Aderotes sai do transe e com ódio quebra o pescoço da mulher. Em seguida a lança na ardente pira de onde sua alma saiu. Ela cai nas brasas flamejantes e o fogo se intensifica, a mulher se contorce e esperneia em grande agonia, rugindo com a fúria de cem jaguares. Os sobreviventes veem, estarrecidos, as silhuetas negras das almas se levantarem de seu corpo queimado e voar pelo céu, uivando de dor e lamentando retornar ao castigo dos condenados. As almas sobem contorcendo-se, visíveis apenas no fogo e invisíveis fora dele.
O uivo fantasmagórico das almas cessa e o fogo perde a intensidade. Eles olham ao redor e veem a carnificina deixada pela mulher feral, o banho de sangue impressiona com grossas manchas de líquido escarlate e carne dilacerada. O silêncio volta a dominar a noite quando o necromante diz:
- Ousamos roubar sua alma do mundo espiritual e arrancá-la das mãos da morte. Criamos uma fenda entre os mundos para resgatá-la, mas as almas condenadas viram esta fenda e tentaram atravessá-la também. Foi um risco alto demais.

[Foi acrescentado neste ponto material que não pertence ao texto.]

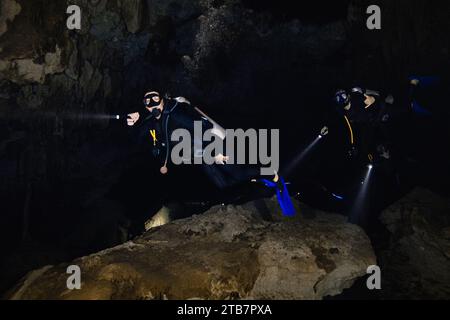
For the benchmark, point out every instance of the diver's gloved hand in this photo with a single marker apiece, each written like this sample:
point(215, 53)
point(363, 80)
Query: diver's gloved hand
point(133, 118)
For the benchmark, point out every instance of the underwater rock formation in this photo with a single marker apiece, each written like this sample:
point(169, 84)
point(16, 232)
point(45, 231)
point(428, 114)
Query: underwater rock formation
point(229, 252)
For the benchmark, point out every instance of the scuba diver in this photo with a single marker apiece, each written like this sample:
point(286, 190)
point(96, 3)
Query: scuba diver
point(162, 115)
point(367, 114)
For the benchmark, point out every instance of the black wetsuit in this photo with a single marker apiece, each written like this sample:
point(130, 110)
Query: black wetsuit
point(181, 115)
point(370, 123)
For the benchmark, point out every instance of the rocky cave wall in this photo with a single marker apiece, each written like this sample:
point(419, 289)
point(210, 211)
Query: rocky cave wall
point(219, 53)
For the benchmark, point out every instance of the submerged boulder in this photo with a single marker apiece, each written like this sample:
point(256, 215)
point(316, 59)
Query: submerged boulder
point(229, 252)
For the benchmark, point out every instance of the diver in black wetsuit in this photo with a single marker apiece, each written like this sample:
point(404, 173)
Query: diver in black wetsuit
point(367, 114)
point(162, 116)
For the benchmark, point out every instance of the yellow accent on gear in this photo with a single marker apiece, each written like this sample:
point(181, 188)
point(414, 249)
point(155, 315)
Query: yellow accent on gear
point(153, 134)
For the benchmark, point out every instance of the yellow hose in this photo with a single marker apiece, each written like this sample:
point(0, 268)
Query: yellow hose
point(352, 139)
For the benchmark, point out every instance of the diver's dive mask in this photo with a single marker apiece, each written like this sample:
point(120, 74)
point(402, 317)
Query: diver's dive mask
point(149, 100)
point(156, 113)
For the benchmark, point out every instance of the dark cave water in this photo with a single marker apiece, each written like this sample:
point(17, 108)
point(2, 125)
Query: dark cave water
point(69, 219)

“Trouxemos sua alma de volta à vida, o além túmulo provou ser um lugar incapaz de separar este imenso amor. O marido daria tudo para ela voltar, sacrificando inclusive sua vida. A esposa ouviu esta oferta do outro lado dos portões da morte e a aceitou. A possibilidade de viver novamente com seu amor era real e irrecusável. Mas os condenados também ouviram e ninguém que experimenta o castigo no mundo espiritual volta o mesmo. As almas se apoderaram de seu corpo formando uma amálgama espiritual, os anos e rancor viram no corpo físico a possibilidade de vingança contra todos os vivos, os mesmos que lhes lançaram no tormento e lhes fizeram sofrer. O corpo da mulher ficou profanado e imundo, ela teria desejos fisiológicos abomináveis, a fome pela carne e pelo sangue, a necessidade insana de devorar os vivos e roer-lhes os seus ossos. Este é o chamado Ritual da Zumbificação, o corpo ressuscita, mas torna-se uma aberração execrável contra as leis da natureza. Se esta mulher tivesse sobrevivido, em semanas o veneno se formaria em sua saliva e todos aqueles que fossem mordidos e sobrevivessem seriam infectados pela maldição dos mortos-vivos”.